È in corso un vertice transnazionale latino americano a Santo Domingo, al quale partecipano tutti i capi di stato e di governo dell'America Latina, e in generale - inaspettatamente - il consenso e le aperture nei confronti del neo-presidente americano Donald Trump sembrano andare per la maggiore: il socialista Evo Morales ad esempio, il primo presidente indigeno a guidare lo Stato boliviano, prosegue nella sua analisi del voto negli Stati Uniti che, a suo avviso, è stato il prodotto dello scontento indirizzato contro la globalizzazione fallita.

"Nei giorni scorsi siamo stati testimoni di come le politiche del nuovo presidente degli Stati Uniti, Donald Trump, e la Brexit siano diventate la pietra tombale del libero mercato, del neoliberismo e del Washington consensus"

ha dichiarato Morales.

L'espressione "Washington consensus" è nata nel 1989 per descrivere il controverso pacchetto di direttive in campo economico dedicato ai paesi in via di sviluppo in crisi, nella chiave di un approccio neoliberista fortemente orientato al mercato.

Dal canto suo, anche il presidente cubano Raul Castro ha fatto delle aperture dopo le voci sulla possibilità che il nuovo leader statunitense possa sospendere il disgelo diplomatico tra i due paesi, dichiarando di augurarsi un dialogo rispettoso con Trump.

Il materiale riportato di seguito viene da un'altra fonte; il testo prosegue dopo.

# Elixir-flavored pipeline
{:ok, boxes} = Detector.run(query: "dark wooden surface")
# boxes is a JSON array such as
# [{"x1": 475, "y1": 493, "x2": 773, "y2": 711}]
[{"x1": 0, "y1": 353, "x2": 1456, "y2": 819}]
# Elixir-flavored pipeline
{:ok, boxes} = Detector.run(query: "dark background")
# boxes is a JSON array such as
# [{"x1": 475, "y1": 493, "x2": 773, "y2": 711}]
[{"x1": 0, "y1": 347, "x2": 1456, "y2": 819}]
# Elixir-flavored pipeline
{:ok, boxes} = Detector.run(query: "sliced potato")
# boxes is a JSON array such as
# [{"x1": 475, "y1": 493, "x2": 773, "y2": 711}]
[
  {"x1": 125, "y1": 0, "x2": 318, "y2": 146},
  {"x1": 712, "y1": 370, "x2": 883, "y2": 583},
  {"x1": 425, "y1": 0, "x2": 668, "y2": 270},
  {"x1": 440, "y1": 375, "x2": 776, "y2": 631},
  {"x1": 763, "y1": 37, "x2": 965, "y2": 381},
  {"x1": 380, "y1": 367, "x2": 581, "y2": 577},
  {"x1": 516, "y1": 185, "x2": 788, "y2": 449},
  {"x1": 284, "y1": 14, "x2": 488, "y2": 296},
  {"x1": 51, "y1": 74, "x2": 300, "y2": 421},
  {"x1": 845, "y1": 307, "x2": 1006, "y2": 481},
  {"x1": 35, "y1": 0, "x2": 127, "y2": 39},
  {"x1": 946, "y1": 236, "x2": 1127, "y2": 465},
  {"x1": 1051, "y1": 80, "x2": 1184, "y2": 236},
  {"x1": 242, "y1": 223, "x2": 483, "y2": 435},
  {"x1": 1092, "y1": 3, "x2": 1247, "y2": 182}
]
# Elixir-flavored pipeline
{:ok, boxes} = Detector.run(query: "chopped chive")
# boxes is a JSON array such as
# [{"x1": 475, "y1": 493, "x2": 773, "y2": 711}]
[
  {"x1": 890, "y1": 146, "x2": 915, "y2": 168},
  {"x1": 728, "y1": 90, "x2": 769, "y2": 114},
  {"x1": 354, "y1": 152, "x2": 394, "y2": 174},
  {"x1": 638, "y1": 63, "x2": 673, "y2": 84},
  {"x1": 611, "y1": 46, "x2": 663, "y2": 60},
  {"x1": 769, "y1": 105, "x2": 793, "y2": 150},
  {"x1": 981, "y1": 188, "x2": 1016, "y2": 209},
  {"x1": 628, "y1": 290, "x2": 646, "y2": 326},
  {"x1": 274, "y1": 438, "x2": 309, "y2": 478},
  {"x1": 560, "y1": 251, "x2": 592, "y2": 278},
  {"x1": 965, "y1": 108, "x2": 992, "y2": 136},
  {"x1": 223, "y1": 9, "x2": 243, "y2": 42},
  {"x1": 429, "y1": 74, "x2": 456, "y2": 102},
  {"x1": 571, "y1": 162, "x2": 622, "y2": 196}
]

"Cuba e gli Stati Uniti possono cooperare e coesistere pacificamente, rispettando le differenze e mettendo l'accento su ciò che porta beneficio a entrambi i paesi e i popoli"

ha detto Castro, che ha poi aggiunto: "Ma nessuno può aspettarsi che Cuba possa fare concessioni riguardo alla sua sovranità e alla sua indipendenza".